You rang? Here I is.
Heat lamps. If you're going to be using one, the best thing to do is to calibrate it to the right height for the proper temperature before the chicks arrive.
Get a thermometer and lay it down on the brooder floor on top of the bedding right under the heat lamp. The heat lamp should be at the far side of as large a brooder as you can find. The chicks will need a large cool space to shed excess heat. Move the lamp up or down until it reads 90F. That's a good starting point. This is the only time you will need to use a thermometer. From this point on, your chicks are the thermometer.
When you get the chicks installed, watch their behavior. If they are all huddled right under the lamp, move it a tad lower. If they're all hanging out at the far fringes and not spending much time under the lamp, then they want it cooler. Move the lamp up until you see the chicks covering the whole brooder with their activity.
Keep in mind, for all practical purposes, you are weaning your chicks off heat from the first week. Your goal is to get them feathered out and off the heat lamp by the end of their fourth week. In order for this to happen, you need to keep the heat to the minimum that the chicks require to be comfortable, reducing it gradually every few days by raising the lamp or swapping the 250 watt bulb for a 100 watter. Let the chicks' behavior be your guide as to what is needed but keep making it gradually cooler.

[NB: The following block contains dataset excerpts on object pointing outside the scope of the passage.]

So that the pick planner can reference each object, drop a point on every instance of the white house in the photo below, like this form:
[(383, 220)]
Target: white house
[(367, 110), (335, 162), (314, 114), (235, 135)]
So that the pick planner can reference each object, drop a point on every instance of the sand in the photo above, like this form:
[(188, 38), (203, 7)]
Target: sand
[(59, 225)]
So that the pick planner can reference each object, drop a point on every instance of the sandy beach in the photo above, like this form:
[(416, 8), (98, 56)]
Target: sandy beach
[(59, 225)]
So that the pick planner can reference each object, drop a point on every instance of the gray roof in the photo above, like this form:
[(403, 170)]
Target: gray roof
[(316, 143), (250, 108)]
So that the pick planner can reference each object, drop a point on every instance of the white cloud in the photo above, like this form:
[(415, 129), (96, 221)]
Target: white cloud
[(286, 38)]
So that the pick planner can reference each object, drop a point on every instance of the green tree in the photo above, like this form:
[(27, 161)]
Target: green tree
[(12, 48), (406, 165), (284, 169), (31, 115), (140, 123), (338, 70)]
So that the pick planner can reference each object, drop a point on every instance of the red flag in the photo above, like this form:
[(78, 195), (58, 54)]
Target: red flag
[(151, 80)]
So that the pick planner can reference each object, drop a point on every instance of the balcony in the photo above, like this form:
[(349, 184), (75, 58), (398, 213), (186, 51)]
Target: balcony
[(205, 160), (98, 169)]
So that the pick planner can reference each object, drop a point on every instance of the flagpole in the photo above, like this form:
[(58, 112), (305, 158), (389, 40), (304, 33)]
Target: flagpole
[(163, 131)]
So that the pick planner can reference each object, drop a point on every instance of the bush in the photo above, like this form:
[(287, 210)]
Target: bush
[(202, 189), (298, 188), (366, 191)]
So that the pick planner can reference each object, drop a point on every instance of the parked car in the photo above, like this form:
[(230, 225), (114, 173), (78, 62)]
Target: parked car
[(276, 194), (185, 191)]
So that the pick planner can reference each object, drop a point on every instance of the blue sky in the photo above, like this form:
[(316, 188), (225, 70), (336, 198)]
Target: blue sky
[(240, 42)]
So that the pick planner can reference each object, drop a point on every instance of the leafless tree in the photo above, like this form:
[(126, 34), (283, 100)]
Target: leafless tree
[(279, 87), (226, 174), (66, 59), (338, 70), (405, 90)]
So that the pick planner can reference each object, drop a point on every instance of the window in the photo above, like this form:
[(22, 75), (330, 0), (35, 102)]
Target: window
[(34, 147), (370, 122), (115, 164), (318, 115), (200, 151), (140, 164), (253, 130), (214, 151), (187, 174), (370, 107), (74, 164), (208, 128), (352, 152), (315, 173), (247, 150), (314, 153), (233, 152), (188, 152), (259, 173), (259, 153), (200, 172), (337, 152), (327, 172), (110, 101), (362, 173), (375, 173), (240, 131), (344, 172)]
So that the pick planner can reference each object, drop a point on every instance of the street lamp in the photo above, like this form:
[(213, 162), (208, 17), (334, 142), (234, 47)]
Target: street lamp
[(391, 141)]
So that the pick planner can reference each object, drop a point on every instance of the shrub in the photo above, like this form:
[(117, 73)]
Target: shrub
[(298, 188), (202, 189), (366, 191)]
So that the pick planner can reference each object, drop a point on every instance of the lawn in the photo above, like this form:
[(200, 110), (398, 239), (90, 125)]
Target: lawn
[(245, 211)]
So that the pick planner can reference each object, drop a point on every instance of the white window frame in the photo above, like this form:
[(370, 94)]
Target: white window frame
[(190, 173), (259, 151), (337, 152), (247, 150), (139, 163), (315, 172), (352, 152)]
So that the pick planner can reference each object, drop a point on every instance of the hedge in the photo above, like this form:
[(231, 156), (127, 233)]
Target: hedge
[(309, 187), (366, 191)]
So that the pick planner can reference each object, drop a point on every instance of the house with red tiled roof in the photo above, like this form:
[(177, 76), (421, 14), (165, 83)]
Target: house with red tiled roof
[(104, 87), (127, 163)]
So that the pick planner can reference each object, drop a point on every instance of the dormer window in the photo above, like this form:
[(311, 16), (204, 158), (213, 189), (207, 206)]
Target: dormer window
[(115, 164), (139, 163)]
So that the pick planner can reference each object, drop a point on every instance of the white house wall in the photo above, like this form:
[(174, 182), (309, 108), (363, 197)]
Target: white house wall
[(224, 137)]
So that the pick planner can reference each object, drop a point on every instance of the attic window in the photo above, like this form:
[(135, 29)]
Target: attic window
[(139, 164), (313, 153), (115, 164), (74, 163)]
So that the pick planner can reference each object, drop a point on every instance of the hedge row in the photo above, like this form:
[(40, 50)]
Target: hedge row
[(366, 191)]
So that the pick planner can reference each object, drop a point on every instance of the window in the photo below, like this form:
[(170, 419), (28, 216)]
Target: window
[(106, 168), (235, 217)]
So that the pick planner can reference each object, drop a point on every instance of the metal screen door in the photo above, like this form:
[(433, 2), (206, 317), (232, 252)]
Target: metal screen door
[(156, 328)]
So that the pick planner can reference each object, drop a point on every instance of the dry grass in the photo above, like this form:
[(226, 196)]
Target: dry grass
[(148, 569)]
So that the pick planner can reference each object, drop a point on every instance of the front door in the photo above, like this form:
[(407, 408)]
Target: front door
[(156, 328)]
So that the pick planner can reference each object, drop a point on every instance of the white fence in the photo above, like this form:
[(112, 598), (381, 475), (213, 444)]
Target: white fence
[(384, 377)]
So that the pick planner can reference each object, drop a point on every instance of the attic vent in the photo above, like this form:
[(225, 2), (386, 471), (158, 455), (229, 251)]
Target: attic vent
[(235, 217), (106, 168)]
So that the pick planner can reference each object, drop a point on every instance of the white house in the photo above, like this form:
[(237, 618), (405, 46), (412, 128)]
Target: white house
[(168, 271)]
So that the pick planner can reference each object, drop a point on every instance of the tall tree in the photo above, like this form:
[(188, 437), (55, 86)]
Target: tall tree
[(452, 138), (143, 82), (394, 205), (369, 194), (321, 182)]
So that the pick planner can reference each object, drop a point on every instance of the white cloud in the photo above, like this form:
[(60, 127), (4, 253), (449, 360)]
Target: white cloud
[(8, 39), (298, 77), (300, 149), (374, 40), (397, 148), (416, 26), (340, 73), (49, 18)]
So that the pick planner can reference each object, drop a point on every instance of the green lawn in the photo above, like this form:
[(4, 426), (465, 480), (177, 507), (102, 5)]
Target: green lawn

In conjunction with this program of heat reduction and weaning, it's very beneficial to bring the chicks outdoors for play time beginning at the end of their second week. Choose nice, calm days for these outings, watching the chicks for signs of chilling, and returning them to their brooder when you see it.
Gradually extend these outings so that by age three weeks, they are spending several hours outdoors. By age four weeks, they may be spending all day outside without any heat source. By age five weeks, they can be sleeping in their coop with no heat.
That's how I did it. But now it's so simple and easy to just brood them outdoors to begin with, and they acclimatize in place. No fuss. No bother.